Странное подобие пришло ему в голову: если бы можно было увидеть на снегу, в лютый мороз, ветку с весенними листьями, то в ней было бы то беззащитное и обреченное, что в этом лице.
Впоследствии, думая о нем, он вспоминал стихи Муравьева:
«Я пройду по земле, всегда одинокий, задумчивый, и никто меня не узнает; только в конце моей жизни блеснет над нею свет великий, и тогда люди увидят, что они потеряли».

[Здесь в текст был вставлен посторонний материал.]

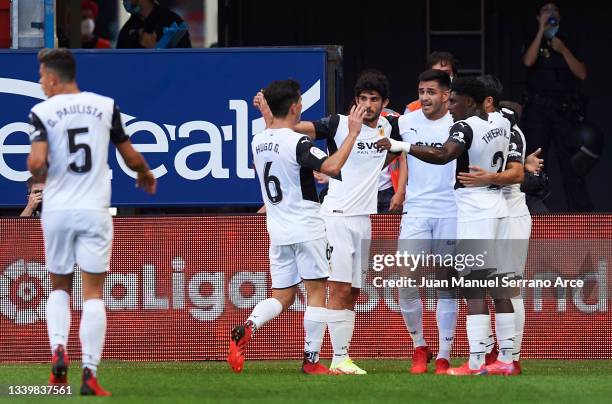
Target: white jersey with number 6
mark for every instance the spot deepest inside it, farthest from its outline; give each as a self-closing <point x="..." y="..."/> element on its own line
<point x="77" y="128"/>
<point x="284" y="161"/>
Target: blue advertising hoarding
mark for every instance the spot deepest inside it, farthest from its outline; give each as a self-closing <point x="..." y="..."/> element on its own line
<point x="188" y="111"/>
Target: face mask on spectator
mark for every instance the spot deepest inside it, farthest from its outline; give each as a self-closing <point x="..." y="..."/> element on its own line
<point x="87" y="26"/>
<point x="130" y="8"/>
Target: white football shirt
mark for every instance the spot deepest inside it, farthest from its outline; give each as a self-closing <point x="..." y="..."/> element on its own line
<point x="77" y="128"/>
<point x="486" y="146"/>
<point x="430" y="188"/>
<point x="284" y="161"/>
<point x="515" y="199"/>
<point x="355" y="190"/>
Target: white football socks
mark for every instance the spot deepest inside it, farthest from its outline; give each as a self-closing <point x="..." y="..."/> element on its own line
<point x="265" y="311"/>
<point x="504" y="330"/>
<point x="58" y="318"/>
<point x="412" y="311"/>
<point x="92" y="332"/>
<point x="341" y="324"/>
<point x="478" y="326"/>
<point x="446" y="316"/>
<point x="315" y="322"/>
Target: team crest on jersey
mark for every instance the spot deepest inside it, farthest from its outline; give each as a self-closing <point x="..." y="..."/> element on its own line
<point x="458" y="136"/>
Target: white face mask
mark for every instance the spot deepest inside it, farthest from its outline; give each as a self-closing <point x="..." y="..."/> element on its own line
<point x="87" y="26"/>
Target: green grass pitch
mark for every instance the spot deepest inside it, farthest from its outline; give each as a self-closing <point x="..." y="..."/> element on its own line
<point x="543" y="381"/>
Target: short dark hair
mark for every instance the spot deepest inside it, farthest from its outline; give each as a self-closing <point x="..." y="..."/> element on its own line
<point x="493" y="88"/>
<point x="61" y="61"/>
<point x="542" y="3"/>
<point x="470" y="86"/>
<point x="280" y="95"/>
<point x="439" y="76"/>
<point x="444" y="58"/>
<point x="373" y="80"/>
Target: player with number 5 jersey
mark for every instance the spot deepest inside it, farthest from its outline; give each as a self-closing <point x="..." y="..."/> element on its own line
<point x="70" y="134"/>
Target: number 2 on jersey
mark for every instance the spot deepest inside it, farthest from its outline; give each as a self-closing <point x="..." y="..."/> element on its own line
<point x="272" y="183"/>
<point x="74" y="147"/>
<point x="497" y="161"/>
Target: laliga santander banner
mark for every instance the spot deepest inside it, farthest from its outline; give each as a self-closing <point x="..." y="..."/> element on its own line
<point x="188" y="111"/>
<point x="177" y="285"/>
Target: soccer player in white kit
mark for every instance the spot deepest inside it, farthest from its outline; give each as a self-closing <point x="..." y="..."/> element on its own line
<point x="70" y="133"/>
<point x="518" y="222"/>
<point x="430" y="216"/>
<point x="284" y="161"/>
<point x="351" y="199"/>
<point x="475" y="141"/>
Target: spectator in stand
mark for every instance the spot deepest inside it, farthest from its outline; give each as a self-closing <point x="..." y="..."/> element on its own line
<point x="89" y="40"/>
<point x="146" y="25"/>
<point x="34" y="206"/>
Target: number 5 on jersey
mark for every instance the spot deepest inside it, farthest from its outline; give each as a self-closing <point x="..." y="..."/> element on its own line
<point x="74" y="147"/>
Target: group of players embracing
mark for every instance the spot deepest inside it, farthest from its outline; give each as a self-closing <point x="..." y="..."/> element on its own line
<point x="466" y="160"/>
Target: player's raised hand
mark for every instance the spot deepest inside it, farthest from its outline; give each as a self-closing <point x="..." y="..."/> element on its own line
<point x="533" y="163"/>
<point x="320" y="177"/>
<point x="259" y="102"/>
<point x="146" y="180"/>
<point x="397" y="202"/>
<point x="477" y="177"/>
<point x="356" y="119"/>
<point x="383" y="144"/>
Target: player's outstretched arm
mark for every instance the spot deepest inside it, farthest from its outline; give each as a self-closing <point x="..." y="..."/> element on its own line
<point x="333" y="164"/>
<point x="449" y="151"/>
<point x="479" y="177"/>
<point x="259" y="102"/>
<point x="134" y="160"/>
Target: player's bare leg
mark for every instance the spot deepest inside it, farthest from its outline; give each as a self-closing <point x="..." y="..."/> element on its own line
<point x="341" y="323"/>
<point x="92" y="332"/>
<point x="58" y="326"/>
<point x="504" y="330"/>
<point x="446" y="318"/>
<point x="263" y="312"/>
<point x="315" y="322"/>
<point x="478" y="323"/>
<point x="411" y="308"/>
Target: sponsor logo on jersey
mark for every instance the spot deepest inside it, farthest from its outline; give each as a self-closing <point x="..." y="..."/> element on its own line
<point x="367" y="148"/>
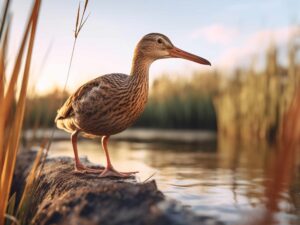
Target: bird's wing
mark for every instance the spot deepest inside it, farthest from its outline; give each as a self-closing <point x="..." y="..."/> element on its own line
<point x="67" y="108"/>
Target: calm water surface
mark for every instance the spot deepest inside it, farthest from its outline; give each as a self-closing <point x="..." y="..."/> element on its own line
<point x="223" y="180"/>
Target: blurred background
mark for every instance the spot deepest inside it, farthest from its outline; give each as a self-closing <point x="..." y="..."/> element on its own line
<point x="208" y="134"/>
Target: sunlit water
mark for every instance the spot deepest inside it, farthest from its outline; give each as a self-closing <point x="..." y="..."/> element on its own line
<point x="225" y="181"/>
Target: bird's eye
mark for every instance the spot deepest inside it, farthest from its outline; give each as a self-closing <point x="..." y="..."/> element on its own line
<point x="159" y="40"/>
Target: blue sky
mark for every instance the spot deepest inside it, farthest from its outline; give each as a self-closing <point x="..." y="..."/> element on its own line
<point x="227" y="32"/>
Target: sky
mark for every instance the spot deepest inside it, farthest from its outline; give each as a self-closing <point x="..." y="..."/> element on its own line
<point x="226" y="32"/>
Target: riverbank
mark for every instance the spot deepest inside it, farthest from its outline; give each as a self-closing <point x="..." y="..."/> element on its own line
<point x="62" y="196"/>
<point x="137" y="135"/>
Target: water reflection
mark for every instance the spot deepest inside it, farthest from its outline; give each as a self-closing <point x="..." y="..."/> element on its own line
<point x="226" y="181"/>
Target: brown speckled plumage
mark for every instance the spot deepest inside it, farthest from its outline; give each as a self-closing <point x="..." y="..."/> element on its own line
<point x="111" y="103"/>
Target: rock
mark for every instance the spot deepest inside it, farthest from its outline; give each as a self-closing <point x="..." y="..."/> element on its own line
<point x="62" y="196"/>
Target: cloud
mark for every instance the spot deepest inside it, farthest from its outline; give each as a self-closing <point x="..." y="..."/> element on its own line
<point x="216" y="33"/>
<point x="256" y="44"/>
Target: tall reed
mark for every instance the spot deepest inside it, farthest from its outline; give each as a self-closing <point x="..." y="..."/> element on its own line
<point x="12" y="106"/>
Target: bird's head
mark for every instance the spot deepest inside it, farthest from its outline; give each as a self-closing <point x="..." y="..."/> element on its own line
<point x="158" y="46"/>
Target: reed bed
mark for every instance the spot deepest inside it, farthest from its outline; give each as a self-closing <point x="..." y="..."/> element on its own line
<point x="253" y="104"/>
<point x="13" y="105"/>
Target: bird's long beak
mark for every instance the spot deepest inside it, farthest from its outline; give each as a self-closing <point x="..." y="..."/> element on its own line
<point x="178" y="53"/>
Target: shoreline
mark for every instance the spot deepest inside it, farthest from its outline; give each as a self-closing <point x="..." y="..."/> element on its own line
<point x="138" y="135"/>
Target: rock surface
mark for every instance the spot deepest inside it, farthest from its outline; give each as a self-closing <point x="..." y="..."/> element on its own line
<point x="62" y="196"/>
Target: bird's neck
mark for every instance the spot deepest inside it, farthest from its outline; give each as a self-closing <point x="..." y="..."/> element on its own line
<point x="140" y="67"/>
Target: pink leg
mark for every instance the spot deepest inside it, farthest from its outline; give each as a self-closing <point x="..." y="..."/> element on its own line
<point x="109" y="170"/>
<point x="78" y="165"/>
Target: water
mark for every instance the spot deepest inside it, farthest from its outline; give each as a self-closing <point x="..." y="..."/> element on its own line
<point x="224" y="180"/>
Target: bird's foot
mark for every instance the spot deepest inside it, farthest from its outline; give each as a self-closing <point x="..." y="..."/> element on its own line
<point x="111" y="172"/>
<point x="79" y="168"/>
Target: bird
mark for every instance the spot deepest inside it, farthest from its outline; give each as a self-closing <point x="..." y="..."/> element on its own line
<point x="111" y="103"/>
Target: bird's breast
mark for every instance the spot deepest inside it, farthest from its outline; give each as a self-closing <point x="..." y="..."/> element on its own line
<point x="117" y="111"/>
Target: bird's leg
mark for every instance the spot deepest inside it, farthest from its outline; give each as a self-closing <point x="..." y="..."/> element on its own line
<point x="78" y="165"/>
<point x="109" y="171"/>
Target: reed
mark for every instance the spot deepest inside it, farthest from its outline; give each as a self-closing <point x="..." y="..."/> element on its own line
<point x="253" y="104"/>
<point x="12" y="106"/>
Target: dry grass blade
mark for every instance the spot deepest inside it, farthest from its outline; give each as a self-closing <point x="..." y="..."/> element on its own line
<point x="77" y="21"/>
<point x="281" y="168"/>
<point x="4" y="17"/>
<point x="77" y="31"/>
<point x="10" y="150"/>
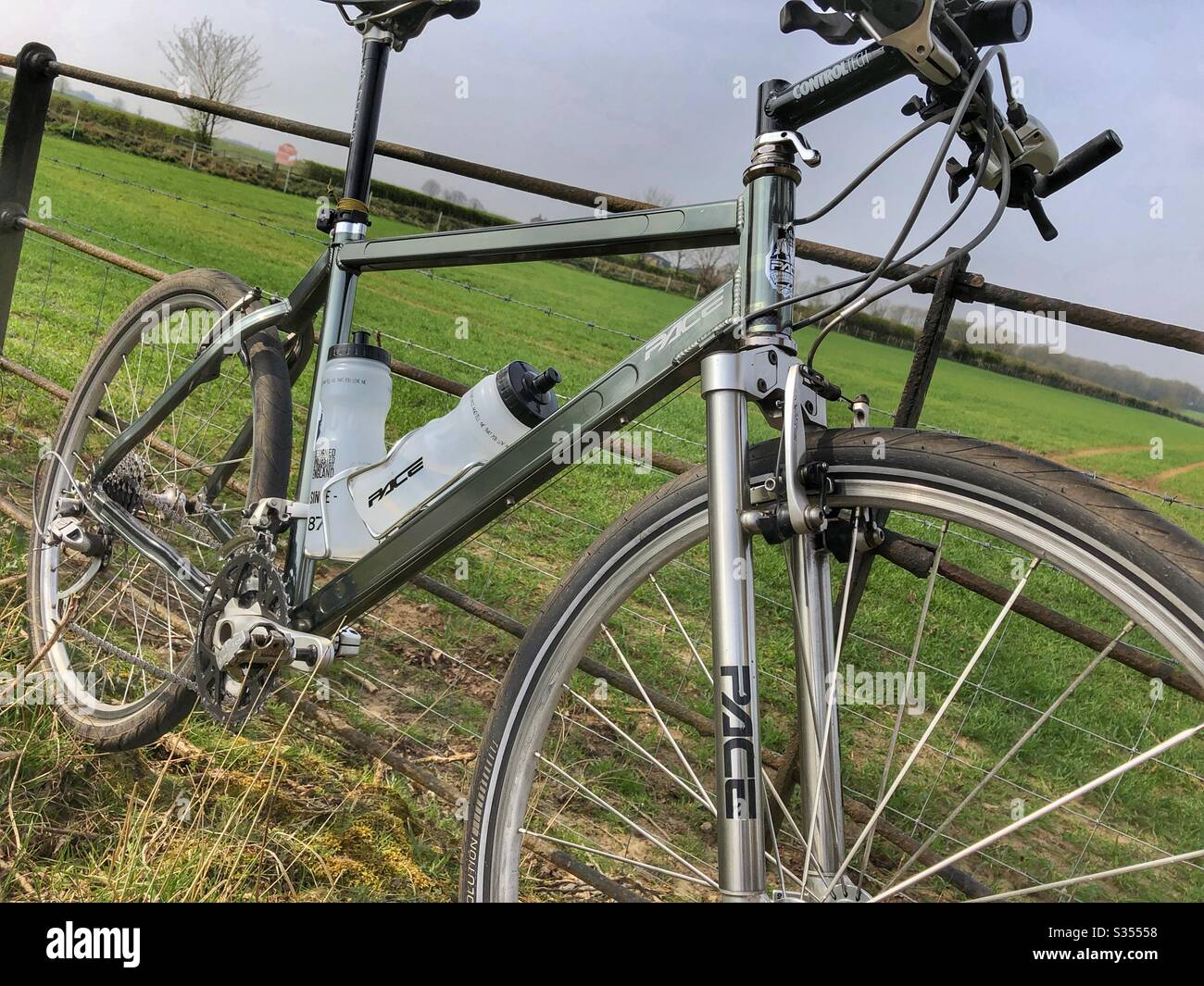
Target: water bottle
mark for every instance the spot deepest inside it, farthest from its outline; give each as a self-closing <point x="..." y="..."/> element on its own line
<point x="357" y="389"/>
<point x="494" y="414"/>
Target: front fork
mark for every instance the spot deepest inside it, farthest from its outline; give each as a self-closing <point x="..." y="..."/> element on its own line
<point x="759" y="371"/>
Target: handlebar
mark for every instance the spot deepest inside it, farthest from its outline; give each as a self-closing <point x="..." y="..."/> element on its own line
<point x="1078" y="163"/>
<point x="908" y="51"/>
<point x="873" y="68"/>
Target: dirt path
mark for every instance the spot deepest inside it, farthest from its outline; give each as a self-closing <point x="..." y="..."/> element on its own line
<point x="1176" y="471"/>
<point x="1104" y="450"/>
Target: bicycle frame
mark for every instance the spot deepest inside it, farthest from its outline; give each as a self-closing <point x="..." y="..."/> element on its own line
<point x="739" y="356"/>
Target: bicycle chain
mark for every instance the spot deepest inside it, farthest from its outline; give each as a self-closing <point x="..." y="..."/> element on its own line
<point x="141" y="662"/>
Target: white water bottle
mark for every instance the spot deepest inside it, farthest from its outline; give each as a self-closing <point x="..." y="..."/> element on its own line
<point x="357" y="389"/>
<point x="494" y="414"/>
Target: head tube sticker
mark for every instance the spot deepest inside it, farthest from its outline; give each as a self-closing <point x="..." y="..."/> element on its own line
<point x="779" y="265"/>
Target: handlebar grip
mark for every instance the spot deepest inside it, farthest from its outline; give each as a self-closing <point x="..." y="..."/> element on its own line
<point x="1078" y="163"/>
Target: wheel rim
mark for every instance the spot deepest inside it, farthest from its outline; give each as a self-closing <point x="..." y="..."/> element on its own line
<point x="1173" y="636"/>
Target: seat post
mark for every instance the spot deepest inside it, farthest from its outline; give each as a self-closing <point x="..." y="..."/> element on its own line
<point x="348" y="223"/>
<point x="368" y="116"/>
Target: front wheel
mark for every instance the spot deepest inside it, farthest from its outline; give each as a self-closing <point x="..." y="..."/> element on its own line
<point x="966" y="710"/>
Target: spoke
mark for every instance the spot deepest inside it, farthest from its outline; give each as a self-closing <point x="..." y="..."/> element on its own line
<point x="829" y="696"/>
<point x="1016" y="746"/>
<point x="1104" y="874"/>
<point x="1111" y="796"/>
<point x="907" y="680"/>
<point x="682" y="628"/>
<point x="935" y="720"/>
<point x="701" y="797"/>
<point x="638" y="829"/>
<point x="1078" y="793"/>
<point x="657" y="716"/>
<point x="615" y="856"/>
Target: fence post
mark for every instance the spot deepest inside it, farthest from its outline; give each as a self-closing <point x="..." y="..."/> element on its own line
<point x="927" y="345"/>
<point x="19" y="161"/>
<point x="907" y="414"/>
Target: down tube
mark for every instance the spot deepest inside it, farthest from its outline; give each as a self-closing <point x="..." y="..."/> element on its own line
<point x="646" y="377"/>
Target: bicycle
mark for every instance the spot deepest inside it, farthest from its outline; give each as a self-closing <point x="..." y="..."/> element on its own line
<point x="161" y="509"/>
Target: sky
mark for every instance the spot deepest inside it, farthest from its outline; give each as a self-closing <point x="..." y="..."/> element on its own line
<point x="621" y="95"/>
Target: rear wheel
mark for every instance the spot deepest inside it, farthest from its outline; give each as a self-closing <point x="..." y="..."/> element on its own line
<point x="963" y="716"/>
<point x="121" y="656"/>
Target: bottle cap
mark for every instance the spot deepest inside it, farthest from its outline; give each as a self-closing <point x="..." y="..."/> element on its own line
<point x="528" y="393"/>
<point x="359" y="348"/>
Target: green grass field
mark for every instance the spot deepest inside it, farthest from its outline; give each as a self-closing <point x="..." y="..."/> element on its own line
<point x="287" y="813"/>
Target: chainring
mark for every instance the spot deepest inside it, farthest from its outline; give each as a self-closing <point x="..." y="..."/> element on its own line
<point x="232" y="693"/>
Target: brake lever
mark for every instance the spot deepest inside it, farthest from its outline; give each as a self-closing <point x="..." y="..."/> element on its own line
<point x="834" y="28"/>
<point x="1047" y="229"/>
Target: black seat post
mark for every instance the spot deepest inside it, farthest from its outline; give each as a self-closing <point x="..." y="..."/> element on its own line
<point x="368" y="119"/>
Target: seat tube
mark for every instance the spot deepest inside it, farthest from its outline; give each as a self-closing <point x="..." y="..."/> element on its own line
<point x="350" y="223"/>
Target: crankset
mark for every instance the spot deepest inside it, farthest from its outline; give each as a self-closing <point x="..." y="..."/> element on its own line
<point x="244" y="640"/>
<point x="237" y="668"/>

– Вы, господа, кажется, не понимаете друг друга, – заговорил было Муравьев по-французски, но тотчас же спохватился и продолжал по-русски: Горбачевский объявил в начале беседы, что плохо говорит по-французски и просит изъясняться на русском языке. – Что без народа нельзя, мы тоже знаем. Но вы полагаете, что надо начинать с политики: мы же думаем, что рассуждений политических солдаты сейчас не поймут. А есть иной способ действия.
– Какой же?
– Вера.
– Вера в Бога?
– Да, в Бога.
Горбачевский покачал головою сомнительно.
– Не знаю, как вы, господа, но мы, Славяне, думаем, что вера противна свободе…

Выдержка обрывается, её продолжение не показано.